Debt payments. These should total 15% of your income. Payments include credit cards or student loans. Note: This does not include your mortgage payment or car payment, which are listed under “housing” and “transportation,” but it does include any extra payments you’re making toward your mortgage and car loan above and beyond the minimum.
In this five-category budget, your savings and debt are listed as two separate categories. With 10% for one and 15% for the other, you are actually spending 25% (in total) on a combination of savings and debt pay-down.
Budgeting Apps:
Mint: This is one of the oldest and best-known budgeting apps. It was created by Intuit, the company that created QuickBooks and TurboTax. Mint can sync to your bank account as well as tie into your credit card account, brokerage account, and other lending institutions. Not only is budget-building seamless and easy, but Mint also helps guide your day-to-day spending by automatically categorizing your expenditures, alerting you to unusual spending, and helping you reduce fees you may incur.
PocketGuard: This app links to all your financial accounts and helps you track your spending compared to your budget throughout the month. PocketGuard is one of the easiest apps to set up and does an excellent job of tracking your income, savings, and bills throughout the month. PocketGuard also analyzes your bills and looks for ways you could potentially save and find better deals on things you pay for monthly, such as your phone bill, cable services, and internet service.
YNAB: (a.k.a. “You Need A Budget”) This app takes a different approach. Each dollar of your income is given a job, such as bill-paying, saving, or investing. By accounting for every dollar each month, it helps you cut down on overspending. By keeping it simple, YNAB helps you avoid the stress and pain of building a full-blown budget. In addition, YNAB also helps you plan for unexpected or infrequent expenses. It helps you get ahead so you’re not living paycheck to paycheck while also teaching you to be resilient if you’re hit with an unexpected overage.
Wally: This app helps you track your income and expenses, and it offers a snapshot of your remaining budget to help you avoid overspending. While Wally is basic in its offerings, it does a good job of tracking your income, expenses, and your remaining discretionary income. Wally also offers alerts when your bills are due, when you reach certain milestones such as a savings goal, or any other activity you want to keep track of. This app is free to use and has both an iPhone and Android version.

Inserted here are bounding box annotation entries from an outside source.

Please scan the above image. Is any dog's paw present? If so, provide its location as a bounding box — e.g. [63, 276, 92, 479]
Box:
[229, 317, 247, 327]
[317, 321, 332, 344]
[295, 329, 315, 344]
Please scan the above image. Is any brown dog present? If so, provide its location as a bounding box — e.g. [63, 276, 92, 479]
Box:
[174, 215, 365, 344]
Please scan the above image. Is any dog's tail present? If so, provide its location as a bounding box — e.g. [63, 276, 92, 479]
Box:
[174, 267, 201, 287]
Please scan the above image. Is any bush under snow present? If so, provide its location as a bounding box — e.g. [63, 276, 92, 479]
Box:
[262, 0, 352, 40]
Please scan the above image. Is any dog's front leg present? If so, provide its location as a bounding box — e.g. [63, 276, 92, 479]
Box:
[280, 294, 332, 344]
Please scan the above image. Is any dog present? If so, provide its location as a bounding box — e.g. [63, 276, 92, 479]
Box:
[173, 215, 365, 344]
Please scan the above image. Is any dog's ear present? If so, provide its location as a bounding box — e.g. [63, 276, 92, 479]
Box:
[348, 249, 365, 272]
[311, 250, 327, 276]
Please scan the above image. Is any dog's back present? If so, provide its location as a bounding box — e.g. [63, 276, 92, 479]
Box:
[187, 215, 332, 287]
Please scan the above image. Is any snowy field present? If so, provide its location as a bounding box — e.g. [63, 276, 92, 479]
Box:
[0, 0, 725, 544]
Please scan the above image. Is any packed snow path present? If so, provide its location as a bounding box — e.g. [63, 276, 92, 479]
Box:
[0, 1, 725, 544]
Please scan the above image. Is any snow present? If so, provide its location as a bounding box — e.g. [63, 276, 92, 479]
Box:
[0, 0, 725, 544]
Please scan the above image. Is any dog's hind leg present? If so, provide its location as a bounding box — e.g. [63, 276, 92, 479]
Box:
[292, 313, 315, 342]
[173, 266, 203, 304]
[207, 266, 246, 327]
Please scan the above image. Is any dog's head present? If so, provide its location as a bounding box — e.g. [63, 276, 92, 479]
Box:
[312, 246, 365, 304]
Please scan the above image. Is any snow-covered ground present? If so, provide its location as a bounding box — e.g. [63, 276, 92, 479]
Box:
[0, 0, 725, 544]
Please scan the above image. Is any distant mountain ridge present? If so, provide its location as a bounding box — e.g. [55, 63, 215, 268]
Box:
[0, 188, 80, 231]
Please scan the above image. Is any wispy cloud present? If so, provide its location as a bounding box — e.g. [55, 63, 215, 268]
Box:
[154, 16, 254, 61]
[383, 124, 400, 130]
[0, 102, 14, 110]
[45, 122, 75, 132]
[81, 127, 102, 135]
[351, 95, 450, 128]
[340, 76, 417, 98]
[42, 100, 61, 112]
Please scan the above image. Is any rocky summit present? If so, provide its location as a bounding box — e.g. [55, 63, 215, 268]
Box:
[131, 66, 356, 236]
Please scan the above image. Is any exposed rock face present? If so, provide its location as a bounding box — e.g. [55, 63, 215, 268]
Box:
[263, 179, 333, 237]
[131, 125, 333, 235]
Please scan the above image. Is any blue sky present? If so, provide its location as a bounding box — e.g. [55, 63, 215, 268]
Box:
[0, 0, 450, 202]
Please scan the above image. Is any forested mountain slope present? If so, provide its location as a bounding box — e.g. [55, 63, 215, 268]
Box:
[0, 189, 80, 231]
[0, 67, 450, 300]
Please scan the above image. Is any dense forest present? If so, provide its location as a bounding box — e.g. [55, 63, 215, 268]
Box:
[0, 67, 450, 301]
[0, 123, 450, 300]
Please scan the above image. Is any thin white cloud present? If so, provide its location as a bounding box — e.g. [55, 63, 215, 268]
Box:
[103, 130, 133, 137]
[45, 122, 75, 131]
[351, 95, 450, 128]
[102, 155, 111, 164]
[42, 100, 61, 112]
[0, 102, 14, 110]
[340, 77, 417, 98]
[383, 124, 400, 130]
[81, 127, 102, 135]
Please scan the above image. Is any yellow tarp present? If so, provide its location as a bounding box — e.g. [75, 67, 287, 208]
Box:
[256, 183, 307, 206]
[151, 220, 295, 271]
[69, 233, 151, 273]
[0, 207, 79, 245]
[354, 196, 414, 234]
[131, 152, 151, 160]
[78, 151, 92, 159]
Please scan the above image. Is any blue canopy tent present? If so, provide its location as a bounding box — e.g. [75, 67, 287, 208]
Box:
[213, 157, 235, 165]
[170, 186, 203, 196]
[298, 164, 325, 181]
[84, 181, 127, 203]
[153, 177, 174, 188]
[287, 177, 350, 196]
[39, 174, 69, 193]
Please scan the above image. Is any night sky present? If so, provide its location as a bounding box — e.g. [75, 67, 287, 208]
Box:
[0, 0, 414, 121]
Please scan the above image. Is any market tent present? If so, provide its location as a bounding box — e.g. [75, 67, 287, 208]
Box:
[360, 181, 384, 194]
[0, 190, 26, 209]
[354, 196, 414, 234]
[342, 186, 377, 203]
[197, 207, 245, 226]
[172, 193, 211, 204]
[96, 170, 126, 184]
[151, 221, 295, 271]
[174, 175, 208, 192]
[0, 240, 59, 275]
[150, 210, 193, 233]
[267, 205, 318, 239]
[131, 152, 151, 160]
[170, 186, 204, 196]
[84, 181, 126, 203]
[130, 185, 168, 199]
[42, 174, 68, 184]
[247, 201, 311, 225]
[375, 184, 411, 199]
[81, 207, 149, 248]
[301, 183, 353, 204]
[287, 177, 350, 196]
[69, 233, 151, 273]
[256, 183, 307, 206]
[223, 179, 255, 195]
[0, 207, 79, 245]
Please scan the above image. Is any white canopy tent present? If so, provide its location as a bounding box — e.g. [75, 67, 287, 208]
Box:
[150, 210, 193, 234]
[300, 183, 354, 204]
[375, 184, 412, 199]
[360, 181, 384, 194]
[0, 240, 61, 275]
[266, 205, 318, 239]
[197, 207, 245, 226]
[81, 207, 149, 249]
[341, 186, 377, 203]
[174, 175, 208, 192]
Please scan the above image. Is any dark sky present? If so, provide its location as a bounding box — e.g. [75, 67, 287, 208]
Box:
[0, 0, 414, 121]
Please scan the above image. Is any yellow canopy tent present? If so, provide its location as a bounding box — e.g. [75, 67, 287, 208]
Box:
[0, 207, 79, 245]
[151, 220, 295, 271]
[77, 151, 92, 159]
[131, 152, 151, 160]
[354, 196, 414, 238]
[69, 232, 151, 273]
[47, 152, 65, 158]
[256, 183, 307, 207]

Goodbudget: This app is very good for couples looking to manage their finances together and is also useful for single consumers as well. It uses a traditional envelope approach to budgeting but on a digital platform. The app provides complete visibility across all platforms and devices in real time so both parties can see where all the money is and where it’s going. It also has some specialty features that help couples learn to save for big-ticket items such as cars and vacations.
Conclusion
Saving is as important as budgeting. We will have a later Bowen Report devoted to methods of saving and how paying down debt is an integral part of any savings plan. It’s important to consult with a financial adviser to help with any questions and before making any investments.